What are some combination preparations of antifungals?

Eg for ear infection

Contains:

• Marbofloxacin

•Clotrimazole

• Dexamethasone

Antiviral drugs

VIDEO

What is the purpose of antiviral therapy?

• Not many anti-virals for animal disease but becoming more available for human medicine - (therapy for HIV, Hepatitis B and C virus)

• Drugs for Feline Herpesvirus 1 - ocular keratitis - acyclovir ophthalmic ointment (Idoxuridine/trifluoridine also)

• FIV - feline immunodeficiency virus - zidovudine - nucleoside analogue that blocks viral reverse transcriptase

• Canine herpesvirus 1 - ocular lesions - Idoxuridine/trifluoridine

• Canine parvovirus 2 - interferon-w

• Equine herepesvirus 1 - valacyclovir?

• Influenza - experimentally effective in animals but used in man

• Targets - foot and mouth disease, bluetongue, classical swine fever, bovine viral diarrhoea virus

  • Do not exist in clinical practice

What are antiviral drugs targeting?

Antibodies

Ion channel blockers

Reverse Transcriptase inhibitor

DNA polymerase

Neuraminidase inhibitor

What is Aciclovir? How does it function as an antiviral agent?

Aciclovir:

- inhibits viral DNA polymerase

- High specificity for herpes simplex

- oral, iv, topical - wide distribution

- minimal side effects

- Uses FHV, viral eye infection

What is Amantadine & Rimantadine? How does it function as an antiviral agent?

Amantadine and Rimantadine:

- blocks viral M₂ ion channel

- Influenza A

- oral - well absorbed

- minimal side effects

What is Zidovudine (AZT)?

• nucleoside reverse transcriptase inhibitor

• retroviruses

• oral, iv.

• short term: minor reversible

side effects

• ;ong term: anaemia. GIT

disturbances

• FLV and FIV

What is Zanamivir (Relenza) and Oseltamivir (Tamiflu)?

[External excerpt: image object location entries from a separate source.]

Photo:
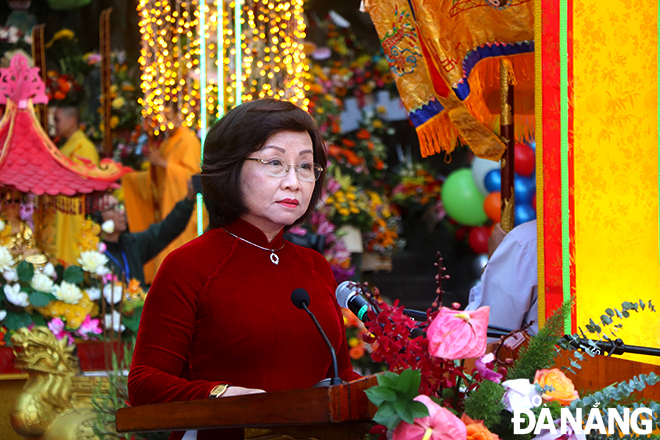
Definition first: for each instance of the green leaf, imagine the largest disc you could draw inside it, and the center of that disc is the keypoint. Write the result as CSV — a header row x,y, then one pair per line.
x,y
404,411
38,319
14,321
386,409
413,390
59,270
25,271
38,299
381,394
405,380
419,410
132,322
388,422
388,379
447,393
74,275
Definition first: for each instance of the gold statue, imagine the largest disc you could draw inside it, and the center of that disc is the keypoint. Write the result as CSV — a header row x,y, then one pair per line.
x,y
56,402
22,242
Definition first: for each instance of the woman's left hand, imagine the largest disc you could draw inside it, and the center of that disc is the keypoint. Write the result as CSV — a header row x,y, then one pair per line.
x,y
240,391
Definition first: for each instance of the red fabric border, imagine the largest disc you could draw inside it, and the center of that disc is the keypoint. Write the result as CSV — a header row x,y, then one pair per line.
x,y
551,157
571,174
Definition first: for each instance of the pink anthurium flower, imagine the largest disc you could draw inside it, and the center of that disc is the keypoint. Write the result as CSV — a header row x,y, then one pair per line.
x,y
458,334
440,424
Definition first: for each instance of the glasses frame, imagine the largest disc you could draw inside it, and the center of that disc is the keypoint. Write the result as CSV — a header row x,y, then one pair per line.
x,y
317,167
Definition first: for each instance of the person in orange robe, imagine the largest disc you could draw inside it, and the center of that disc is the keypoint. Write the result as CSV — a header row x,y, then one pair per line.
x,y
81,151
152,194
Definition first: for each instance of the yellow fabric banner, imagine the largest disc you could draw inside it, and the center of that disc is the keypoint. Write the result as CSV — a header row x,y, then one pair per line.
x,y
432,47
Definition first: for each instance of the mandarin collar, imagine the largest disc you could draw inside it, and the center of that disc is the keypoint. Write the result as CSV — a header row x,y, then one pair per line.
x,y
248,231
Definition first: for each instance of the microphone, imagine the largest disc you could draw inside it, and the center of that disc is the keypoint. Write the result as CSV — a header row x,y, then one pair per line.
x,y
349,297
300,299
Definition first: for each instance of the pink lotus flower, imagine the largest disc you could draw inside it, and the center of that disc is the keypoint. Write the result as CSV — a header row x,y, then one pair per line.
x,y
56,326
456,334
484,366
441,424
88,326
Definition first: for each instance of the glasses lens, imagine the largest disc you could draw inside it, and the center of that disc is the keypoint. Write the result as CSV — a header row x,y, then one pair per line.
x,y
306,171
275,167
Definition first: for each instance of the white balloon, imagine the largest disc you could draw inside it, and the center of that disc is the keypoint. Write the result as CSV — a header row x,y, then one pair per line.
x,y
481,167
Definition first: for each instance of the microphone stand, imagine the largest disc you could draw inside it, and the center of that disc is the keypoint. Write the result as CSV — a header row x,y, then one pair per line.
x,y
611,347
336,380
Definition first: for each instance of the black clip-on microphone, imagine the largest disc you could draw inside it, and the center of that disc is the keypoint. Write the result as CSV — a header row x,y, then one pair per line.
x,y
300,299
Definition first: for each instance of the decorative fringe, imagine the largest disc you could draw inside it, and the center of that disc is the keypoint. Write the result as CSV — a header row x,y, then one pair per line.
x,y
436,135
485,79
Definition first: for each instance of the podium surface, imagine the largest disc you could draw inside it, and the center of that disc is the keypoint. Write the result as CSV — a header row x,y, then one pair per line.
x,y
341,411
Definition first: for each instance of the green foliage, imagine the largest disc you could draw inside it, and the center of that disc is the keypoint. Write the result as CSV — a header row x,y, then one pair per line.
x,y
394,398
485,404
133,321
14,321
603,331
39,299
25,271
540,353
107,402
74,275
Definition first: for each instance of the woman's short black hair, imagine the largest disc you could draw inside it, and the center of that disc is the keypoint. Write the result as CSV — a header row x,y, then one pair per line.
x,y
242,131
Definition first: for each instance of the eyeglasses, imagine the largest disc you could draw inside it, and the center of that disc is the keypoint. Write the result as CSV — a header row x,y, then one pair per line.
x,y
117,207
308,172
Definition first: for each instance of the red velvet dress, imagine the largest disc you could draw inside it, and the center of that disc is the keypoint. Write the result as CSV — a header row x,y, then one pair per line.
x,y
219,311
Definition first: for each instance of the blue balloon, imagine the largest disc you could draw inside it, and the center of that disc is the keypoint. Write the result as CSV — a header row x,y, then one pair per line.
x,y
523,213
493,181
524,187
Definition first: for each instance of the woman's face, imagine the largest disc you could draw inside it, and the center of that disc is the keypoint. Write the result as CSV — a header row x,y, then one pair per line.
x,y
275,202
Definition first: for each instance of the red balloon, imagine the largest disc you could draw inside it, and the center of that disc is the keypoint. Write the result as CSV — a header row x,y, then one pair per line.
x,y
478,239
525,160
493,206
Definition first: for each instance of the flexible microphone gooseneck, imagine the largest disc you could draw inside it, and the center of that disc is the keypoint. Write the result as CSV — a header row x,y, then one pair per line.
x,y
300,299
350,297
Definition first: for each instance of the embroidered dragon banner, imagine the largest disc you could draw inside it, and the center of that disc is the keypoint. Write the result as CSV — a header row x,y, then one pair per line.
x,y
444,57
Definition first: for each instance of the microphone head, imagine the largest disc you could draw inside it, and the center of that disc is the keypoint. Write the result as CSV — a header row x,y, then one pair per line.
x,y
298,297
345,292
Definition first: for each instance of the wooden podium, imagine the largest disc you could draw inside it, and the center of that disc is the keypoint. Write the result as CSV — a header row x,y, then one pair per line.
x,y
338,412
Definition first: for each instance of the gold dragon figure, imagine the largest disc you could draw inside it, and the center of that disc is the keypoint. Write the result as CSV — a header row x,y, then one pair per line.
x,y
55,403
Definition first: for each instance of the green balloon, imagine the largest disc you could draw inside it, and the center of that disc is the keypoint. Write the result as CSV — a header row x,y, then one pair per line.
x,y
462,199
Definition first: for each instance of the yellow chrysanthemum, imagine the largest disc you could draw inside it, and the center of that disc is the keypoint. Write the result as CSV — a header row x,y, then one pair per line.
x,y
73,314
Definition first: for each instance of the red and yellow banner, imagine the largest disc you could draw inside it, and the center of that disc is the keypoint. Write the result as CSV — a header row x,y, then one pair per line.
x,y
597,152
444,55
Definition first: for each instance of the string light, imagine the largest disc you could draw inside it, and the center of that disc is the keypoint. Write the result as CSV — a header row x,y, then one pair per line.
x,y
183,40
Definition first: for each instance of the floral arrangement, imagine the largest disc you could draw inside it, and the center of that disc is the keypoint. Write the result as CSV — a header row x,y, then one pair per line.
x,y
430,394
384,235
358,350
74,302
63,89
416,186
13,39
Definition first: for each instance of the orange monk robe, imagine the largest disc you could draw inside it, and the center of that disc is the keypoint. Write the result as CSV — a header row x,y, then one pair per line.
x,y
81,150
151,195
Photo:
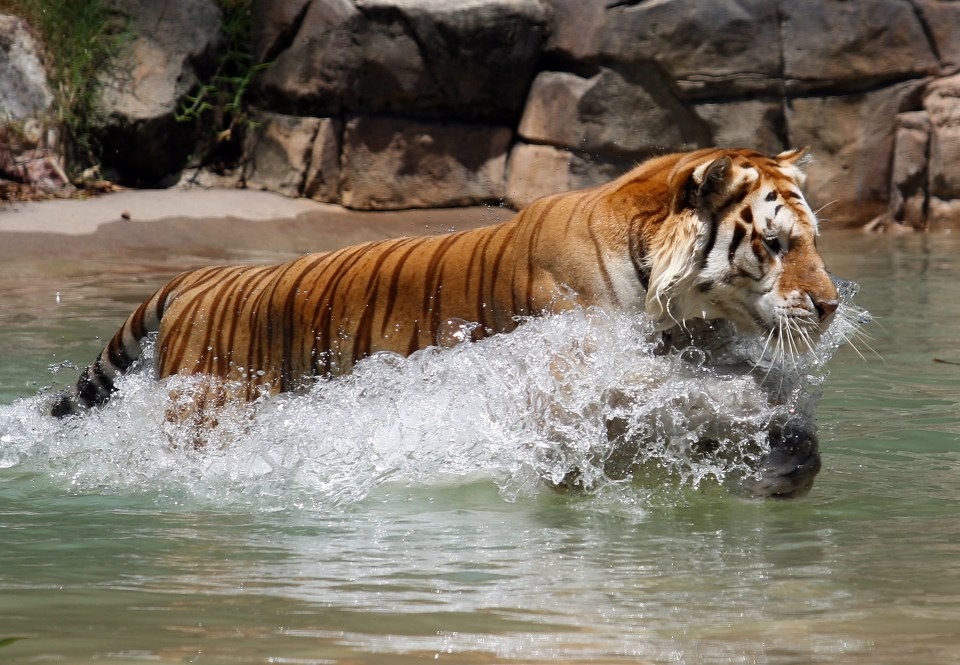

• Treatment and prophylaxis of Influenza A and B

• Neuraminidase inhibitor; stops new viruses emerging

• Neuraminidase is needed to cleave off new virions which leave to locate a new host

• Recently used against H1N1 and H5N1

• Also active against canine parvovirus, feline panleukopenia, kennel cough, and 'canine flu'.